Tuesday, November 29, 2011

Little tunny: Love at first bite!

Capt. Rick Grassett of the Snook Fin-Addict in Sarasota shows off a fine fly-rod little tunny caught in the inshore Gulf of Mexico.

There are several wonderful things about fall in Florida: The air and water begin to cool; The rainy season is over and a tri-named fish shows up in the inshore Gulf of Mexico.

When little tunny (also known as bonito or false albacore) are around, Capt. Rick Grassett of the Snook Fin-Addict (http://snookfin-addict.com/) in Sarasota is a happy camper. LT’s, as they are sometimes called, are one of his favorite fish.

“They’re everything you want,” said Grassett. “They are strong, make fast and exciting runs and they’ll eat an assortment of lures and flies.”

When Grassett has a rare day off in the fall, he’ll head into the inshore Gulf of Mexico and begin scouting for little tunny. He prefers the area south of old Midnight Pass, but he has a number of spots which can and often do produce. Top areas include Point o’ Rocks off Siesta Key, just north of the Venice Inlet, the area between New Pass and the Colony Beach Resort on Longboat Key and just north and south of Longboat Pass.

“They can be spread out or you might find them in a particular area,” said Grassett, who operates out of C.B.’s Saltwater Outfitters on Siesta Key. “You just have to find them.”
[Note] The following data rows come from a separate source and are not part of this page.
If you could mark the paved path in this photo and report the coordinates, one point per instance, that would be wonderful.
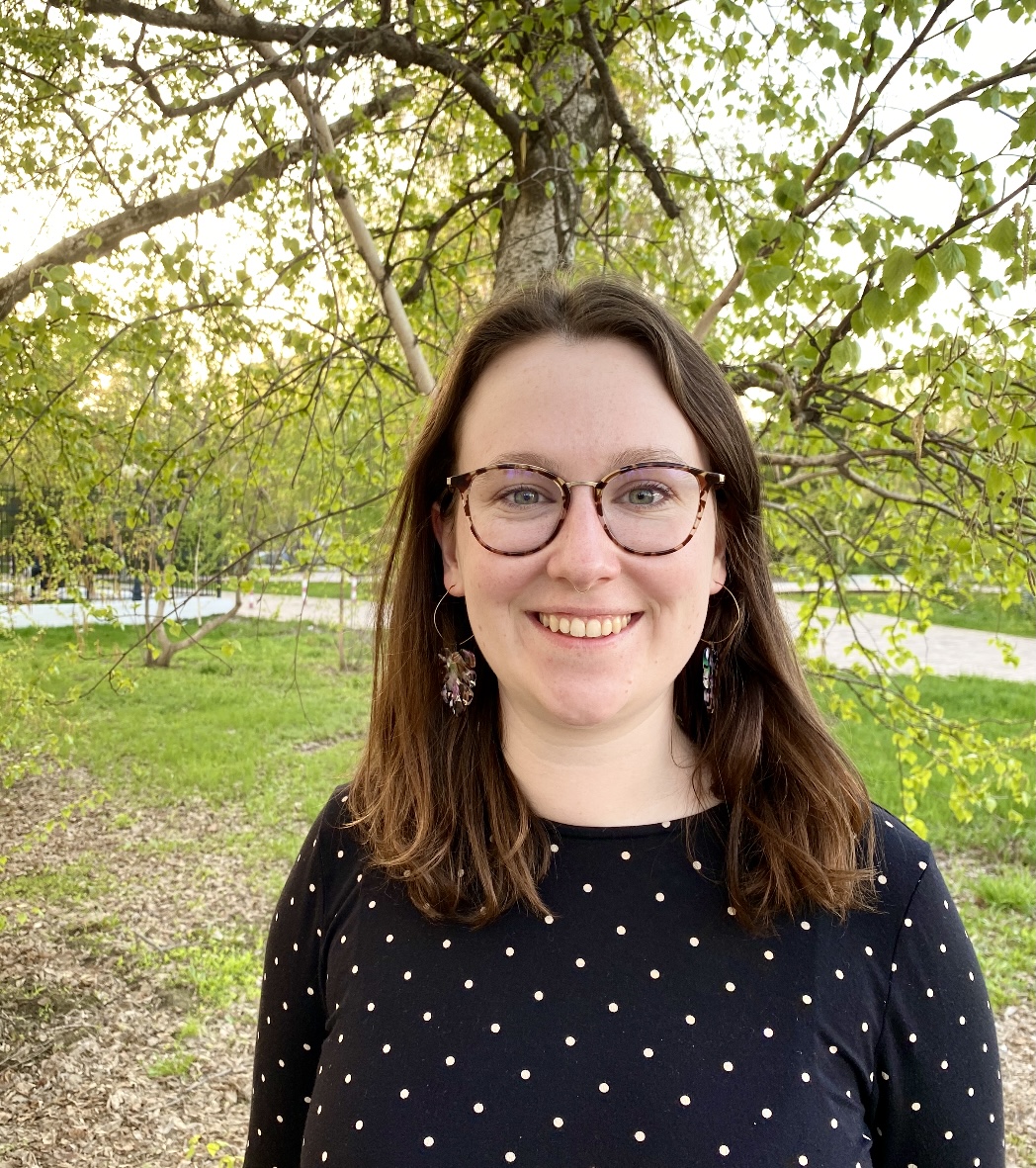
(948, 652)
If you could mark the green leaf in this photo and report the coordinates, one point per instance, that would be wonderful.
(950, 260)
(897, 266)
(1003, 238)
(925, 273)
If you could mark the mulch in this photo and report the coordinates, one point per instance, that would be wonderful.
(90, 1014)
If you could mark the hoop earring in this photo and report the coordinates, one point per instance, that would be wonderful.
(710, 659)
(458, 670)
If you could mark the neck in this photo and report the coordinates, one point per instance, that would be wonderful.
(639, 771)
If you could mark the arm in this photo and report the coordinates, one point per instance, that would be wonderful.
(937, 1094)
(291, 1027)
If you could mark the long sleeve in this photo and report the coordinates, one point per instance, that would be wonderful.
(291, 1026)
(937, 1085)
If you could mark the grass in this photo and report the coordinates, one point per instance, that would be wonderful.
(276, 728)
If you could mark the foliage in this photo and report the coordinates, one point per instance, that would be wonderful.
(200, 353)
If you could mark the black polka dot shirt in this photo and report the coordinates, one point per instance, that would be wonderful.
(637, 1025)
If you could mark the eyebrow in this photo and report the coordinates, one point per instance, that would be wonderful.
(623, 458)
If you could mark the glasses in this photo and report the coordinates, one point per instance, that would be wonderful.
(648, 508)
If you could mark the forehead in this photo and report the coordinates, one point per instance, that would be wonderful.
(579, 406)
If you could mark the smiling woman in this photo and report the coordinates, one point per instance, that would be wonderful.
(624, 901)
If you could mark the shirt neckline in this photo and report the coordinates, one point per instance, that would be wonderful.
(667, 827)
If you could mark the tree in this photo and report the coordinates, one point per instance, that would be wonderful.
(744, 162)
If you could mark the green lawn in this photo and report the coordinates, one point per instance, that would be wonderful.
(277, 727)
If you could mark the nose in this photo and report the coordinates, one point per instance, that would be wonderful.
(581, 552)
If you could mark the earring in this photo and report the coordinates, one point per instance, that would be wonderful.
(458, 671)
(708, 677)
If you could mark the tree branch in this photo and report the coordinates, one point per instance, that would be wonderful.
(229, 187)
(381, 41)
(419, 372)
(631, 139)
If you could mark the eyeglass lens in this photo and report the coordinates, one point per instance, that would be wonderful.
(648, 509)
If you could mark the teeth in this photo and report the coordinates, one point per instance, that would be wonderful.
(576, 626)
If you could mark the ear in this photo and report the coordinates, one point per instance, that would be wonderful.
(445, 530)
(719, 576)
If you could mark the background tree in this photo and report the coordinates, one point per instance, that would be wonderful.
(860, 270)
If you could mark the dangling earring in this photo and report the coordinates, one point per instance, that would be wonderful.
(708, 676)
(710, 660)
(458, 671)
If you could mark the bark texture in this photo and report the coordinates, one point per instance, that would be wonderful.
(539, 227)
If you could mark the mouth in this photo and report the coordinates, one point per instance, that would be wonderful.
(592, 627)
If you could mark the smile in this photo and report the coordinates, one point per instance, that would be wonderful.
(579, 626)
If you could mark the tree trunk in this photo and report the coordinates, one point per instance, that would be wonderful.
(169, 649)
(539, 227)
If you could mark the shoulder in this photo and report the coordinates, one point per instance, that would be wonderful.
(333, 844)
(902, 858)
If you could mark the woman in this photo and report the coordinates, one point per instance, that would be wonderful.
(623, 901)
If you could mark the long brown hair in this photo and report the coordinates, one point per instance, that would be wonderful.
(433, 798)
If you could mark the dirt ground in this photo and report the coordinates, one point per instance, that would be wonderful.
(96, 1032)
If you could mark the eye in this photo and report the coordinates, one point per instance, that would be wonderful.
(646, 494)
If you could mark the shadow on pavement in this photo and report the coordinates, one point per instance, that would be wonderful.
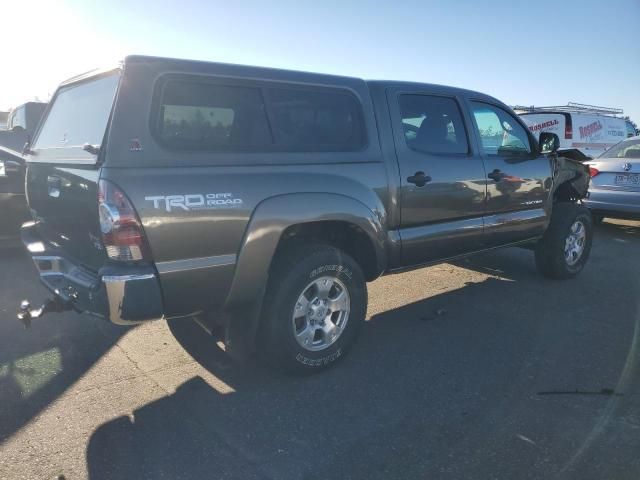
(421, 396)
(38, 365)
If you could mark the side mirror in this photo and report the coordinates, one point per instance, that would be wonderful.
(549, 142)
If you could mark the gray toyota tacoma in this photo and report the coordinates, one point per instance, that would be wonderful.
(263, 201)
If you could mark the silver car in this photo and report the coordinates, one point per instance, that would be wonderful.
(614, 190)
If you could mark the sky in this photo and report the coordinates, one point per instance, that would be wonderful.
(547, 52)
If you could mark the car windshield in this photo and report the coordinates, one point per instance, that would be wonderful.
(625, 149)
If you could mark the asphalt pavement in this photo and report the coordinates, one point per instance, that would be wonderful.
(476, 370)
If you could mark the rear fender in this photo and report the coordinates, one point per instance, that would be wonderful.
(268, 222)
(573, 173)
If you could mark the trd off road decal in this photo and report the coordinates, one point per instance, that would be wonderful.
(194, 201)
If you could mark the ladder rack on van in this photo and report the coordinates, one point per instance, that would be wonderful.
(571, 107)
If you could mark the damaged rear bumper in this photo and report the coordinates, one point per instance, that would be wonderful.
(124, 294)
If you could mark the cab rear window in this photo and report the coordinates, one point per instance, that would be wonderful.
(79, 114)
(197, 115)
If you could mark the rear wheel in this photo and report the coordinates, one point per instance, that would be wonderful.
(315, 306)
(565, 247)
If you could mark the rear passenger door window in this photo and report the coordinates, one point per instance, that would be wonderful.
(500, 133)
(433, 124)
(204, 116)
(310, 120)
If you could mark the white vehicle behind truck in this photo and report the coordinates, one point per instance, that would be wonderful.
(587, 128)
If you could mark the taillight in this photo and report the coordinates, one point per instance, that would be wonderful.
(568, 131)
(122, 232)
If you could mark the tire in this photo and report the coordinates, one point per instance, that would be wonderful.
(557, 255)
(298, 335)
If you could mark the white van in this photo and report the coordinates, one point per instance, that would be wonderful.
(592, 130)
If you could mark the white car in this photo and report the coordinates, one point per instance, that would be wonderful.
(614, 190)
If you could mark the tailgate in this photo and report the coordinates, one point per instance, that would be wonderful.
(63, 172)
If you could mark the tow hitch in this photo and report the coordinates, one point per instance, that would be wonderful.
(51, 305)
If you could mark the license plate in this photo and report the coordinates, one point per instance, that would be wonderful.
(628, 179)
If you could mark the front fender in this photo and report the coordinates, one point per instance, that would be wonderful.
(274, 215)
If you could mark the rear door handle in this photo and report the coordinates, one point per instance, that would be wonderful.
(53, 186)
(419, 179)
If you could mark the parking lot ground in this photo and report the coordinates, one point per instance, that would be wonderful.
(479, 369)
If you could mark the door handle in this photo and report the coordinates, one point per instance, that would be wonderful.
(53, 186)
(419, 179)
(496, 175)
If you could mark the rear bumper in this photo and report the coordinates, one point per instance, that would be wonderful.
(624, 202)
(124, 294)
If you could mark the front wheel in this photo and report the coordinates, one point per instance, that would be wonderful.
(564, 249)
(315, 306)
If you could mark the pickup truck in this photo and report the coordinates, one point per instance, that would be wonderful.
(263, 201)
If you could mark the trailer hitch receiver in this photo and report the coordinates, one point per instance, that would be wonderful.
(51, 305)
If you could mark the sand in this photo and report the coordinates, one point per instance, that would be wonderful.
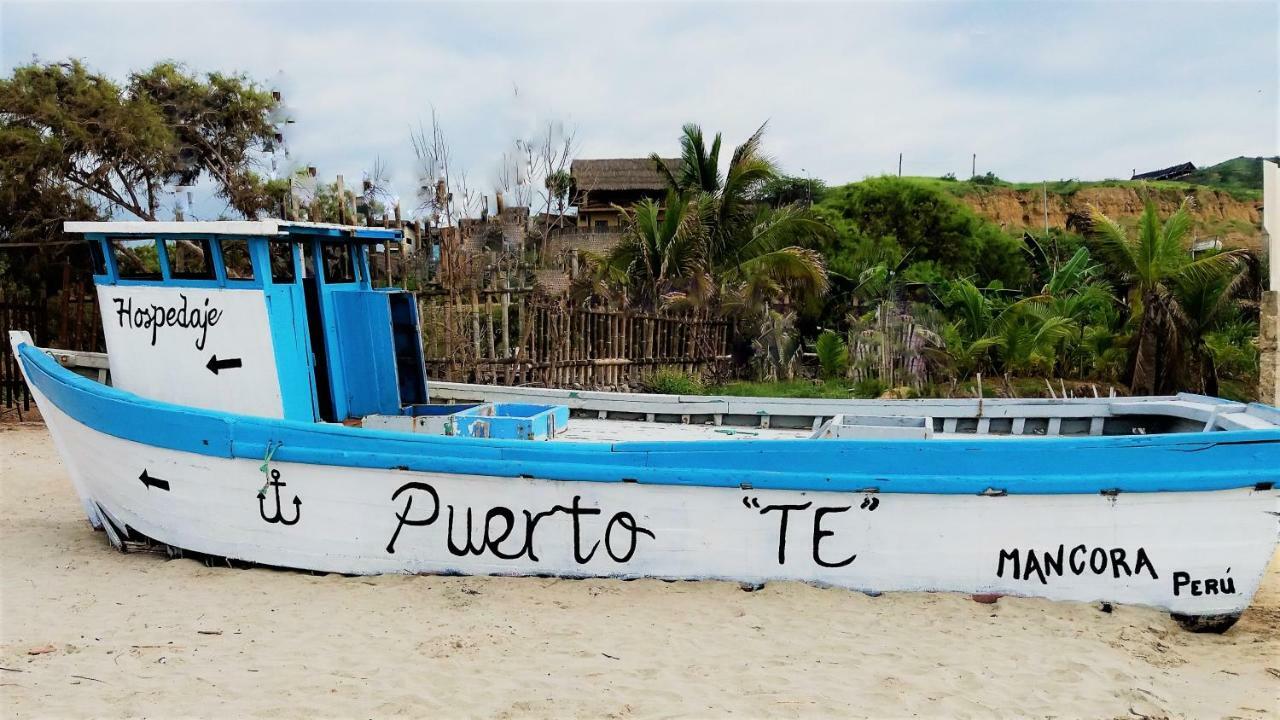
(144, 636)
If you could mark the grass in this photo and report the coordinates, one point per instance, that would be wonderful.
(828, 390)
(846, 390)
(1069, 187)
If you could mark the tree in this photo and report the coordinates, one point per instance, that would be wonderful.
(126, 146)
(755, 254)
(1162, 281)
(659, 254)
(920, 222)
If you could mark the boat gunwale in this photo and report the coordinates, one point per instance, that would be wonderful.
(1239, 461)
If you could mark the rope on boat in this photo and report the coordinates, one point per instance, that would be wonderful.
(265, 468)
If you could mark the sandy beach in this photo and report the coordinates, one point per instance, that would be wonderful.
(87, 632)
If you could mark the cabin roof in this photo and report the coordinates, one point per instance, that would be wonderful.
(260, 228)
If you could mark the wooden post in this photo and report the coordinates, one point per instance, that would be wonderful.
(342, 201)
(506, 310)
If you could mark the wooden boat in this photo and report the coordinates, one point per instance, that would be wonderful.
(261, 402)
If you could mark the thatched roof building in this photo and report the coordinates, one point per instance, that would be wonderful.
(1173, 172)
(599, 186)
(620, 173)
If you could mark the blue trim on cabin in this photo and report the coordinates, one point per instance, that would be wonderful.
(1173, 463)
(291, 338)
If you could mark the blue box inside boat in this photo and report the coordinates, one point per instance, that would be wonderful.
(511, 420)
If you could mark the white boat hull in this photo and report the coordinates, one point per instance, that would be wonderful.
(1198, 554)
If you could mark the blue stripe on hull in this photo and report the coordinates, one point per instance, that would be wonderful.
(1170, 463)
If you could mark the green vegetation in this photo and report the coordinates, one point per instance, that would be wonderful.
(673, 382)
(924, 295)
(77, 145)
(1240, 178)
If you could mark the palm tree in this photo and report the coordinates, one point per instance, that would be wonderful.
(659, 255)
(1151, 268)
(755, 253)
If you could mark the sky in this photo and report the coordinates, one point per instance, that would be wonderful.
(1036, 90)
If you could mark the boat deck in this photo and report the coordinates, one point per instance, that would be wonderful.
(593, 429)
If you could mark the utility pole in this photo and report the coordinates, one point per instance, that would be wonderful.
(1045, 200)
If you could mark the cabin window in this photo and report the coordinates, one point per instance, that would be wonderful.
(236, 260)
(136, 259)
(339, 267)
(188, 259)
(283, 265)
(96, 258)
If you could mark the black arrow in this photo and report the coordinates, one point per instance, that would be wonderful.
(215, 364)
(154, 482)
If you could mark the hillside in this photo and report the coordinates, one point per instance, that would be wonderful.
(1235, 174)
(1219, 214)
(1228, 200)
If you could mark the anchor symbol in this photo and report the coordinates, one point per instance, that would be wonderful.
(279, 516)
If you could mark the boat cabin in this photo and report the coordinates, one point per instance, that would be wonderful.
(268, 318)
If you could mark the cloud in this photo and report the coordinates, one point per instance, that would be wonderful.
(1034, 90)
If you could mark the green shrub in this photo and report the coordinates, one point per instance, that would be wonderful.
(869, 387)
(673, 382)
(832, 354)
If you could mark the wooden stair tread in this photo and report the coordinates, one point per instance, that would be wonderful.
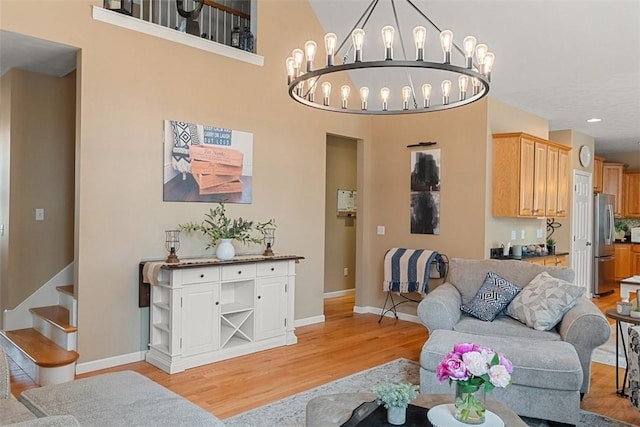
(56, 315)
(67, 289)
(40, 349)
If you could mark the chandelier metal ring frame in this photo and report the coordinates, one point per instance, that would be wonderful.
(297, 79)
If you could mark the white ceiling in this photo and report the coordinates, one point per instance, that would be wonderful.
(565, 61)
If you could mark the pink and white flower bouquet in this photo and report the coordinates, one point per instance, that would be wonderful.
(476, 370)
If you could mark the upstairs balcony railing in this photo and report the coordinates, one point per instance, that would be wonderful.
(224, 21)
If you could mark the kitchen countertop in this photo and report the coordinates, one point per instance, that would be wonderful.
(531, 256)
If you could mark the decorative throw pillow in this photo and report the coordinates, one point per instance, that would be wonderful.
(544, 301)
(492, 297)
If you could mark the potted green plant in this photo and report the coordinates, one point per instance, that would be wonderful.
(551, 246)
(396, 397)
(221, 230)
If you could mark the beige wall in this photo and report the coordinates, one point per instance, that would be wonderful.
(632, 159)
(575, 139)
(42, 137)
(460, 134)
(128, 84)
(340, 232)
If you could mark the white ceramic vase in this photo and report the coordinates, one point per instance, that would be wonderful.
(396, 415)
(225, 250)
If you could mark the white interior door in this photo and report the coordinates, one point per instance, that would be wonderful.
(582, 249)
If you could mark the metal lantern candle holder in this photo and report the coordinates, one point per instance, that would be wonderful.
(172, 243)
(269, 240)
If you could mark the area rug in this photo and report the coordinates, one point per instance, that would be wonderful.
(606, 353)
(290, 412)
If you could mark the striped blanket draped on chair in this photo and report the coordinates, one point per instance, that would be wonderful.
(409, 270)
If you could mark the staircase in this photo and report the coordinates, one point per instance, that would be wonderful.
(47, 350)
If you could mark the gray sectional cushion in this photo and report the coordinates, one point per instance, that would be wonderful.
(544, 301)
(555, 366)
(493, 296)
(117, 399)
(468, 275)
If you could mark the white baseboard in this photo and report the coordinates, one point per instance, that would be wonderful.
(110, 362)
(309, 321)
(378, 310)
(341, 293)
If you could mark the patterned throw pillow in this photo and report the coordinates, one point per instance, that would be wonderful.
(492, 297)
(544, 301)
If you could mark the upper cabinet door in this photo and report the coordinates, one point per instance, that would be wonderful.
(564, 171)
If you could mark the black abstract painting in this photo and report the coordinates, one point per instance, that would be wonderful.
(425, 192)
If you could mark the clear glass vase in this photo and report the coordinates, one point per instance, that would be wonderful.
(470, 406)
(396, 415)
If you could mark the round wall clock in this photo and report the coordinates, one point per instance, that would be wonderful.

On a recent trip, Grassett launched his Action Craft flats skiff at Ken Thompson Park on City Island near Sarasota and headed out New Pass.

“I heard there were some little tunny in this area yesterday,” he said.

Grassett slowly motored north, looking for signs of fish along the way. He looks for baitfish on the surface and/or diving birds.

“I’ve been getting into fish south of Midnight Pass,” he said. “Let’s try there.”

There were no diving birds or baitfish along the way. But as he neared the northern tip of Casey Key, Grassett saw a flock of diving birds about a mile away.

“There they are,” he said. “Looks like busting fish below them.”

Those busting fish were little tunny and Spanish mackerel. Although you might find both species mixed together, that’s not always the case. It wasn’t in this instance. Under one bait school it was mackerel. The other had little tunny.

“You can tell by watching the busts,” said Grassett. “Mackerel don’t make much of a disturbance and they’ll often jump.

“Little tunny really disturb the water.”

For this action, Grassett prefers fly tackle. He advises 8- or 9-weight rods and sinktip lines (to get the fly down a little. The reel must be capable of holding 200 yards of backing.

Leader should be at least 6 feet of 20-pound fluorocarbon. No need for fancy tapered leaders here.

“I’ll use a short length of wire if there are a lot of mackerel around,” said Grassett. “That keeps the bite-offs down. Plus, it doesn’t seem to bother the little tunny.”

As far as flies go, he uses his Grassett’s Snook Fly. Most any small baitfish imitation will work.

“Size is important,” Grassett said. “Sometimes the little tunny get keyed into a certain size bait and won’t even look at your fly if it’s too big or too small.

“Figure out what they’re feeding on and adjust accordingly.”

Of course, spinning enthusiasts can get in on the action. Grassett advises medium to medium-heavy rods and reels in the 3000 to 4000 sizes.

“You need at least 250 yards of line and a smooth drag,” he said.

A ¼-ounce white bucktail jig is about all you need. However, plastic-tailed jigs and Diamond Jigs also will work.

“You can use an assortment of plugs, but there’s really no need,” said Grassett. “It’s not much fun breaking off a $10 lure.

“Keep it simple.”

Little tunny aren’t considered great eating, so Grassett releases all he catches. That they aren’t prime food discourages some folks from pursuing them.

“That puzzles me,” said Grassett. “Little tunny are among our sportiest fish.”

Grassett said recently he suggested one of his clients give them a try, but got a strange reaction.

“I told him they were around and that they’re great fly-rod fish,” he said. “But all he said was ‘Didn’t you tell me they aren’t good to eat? Why would anyone want to do that?’ “

To each his own.

Tarpon and bonefish aren’t considered food fish in the United States, but that doesn’t stop a legion of anglers from pursuing them.

We only have occasional bonefish. And tarpon season is over.

But we do have little tunny. And they’ll stick around until the water gets too cold. That’s when they’ll head for their winter waters in the Caribbean. They’ll return in late winter or early spring.

“I wish we had them year round,” said Grassett. “They’re really great fish.”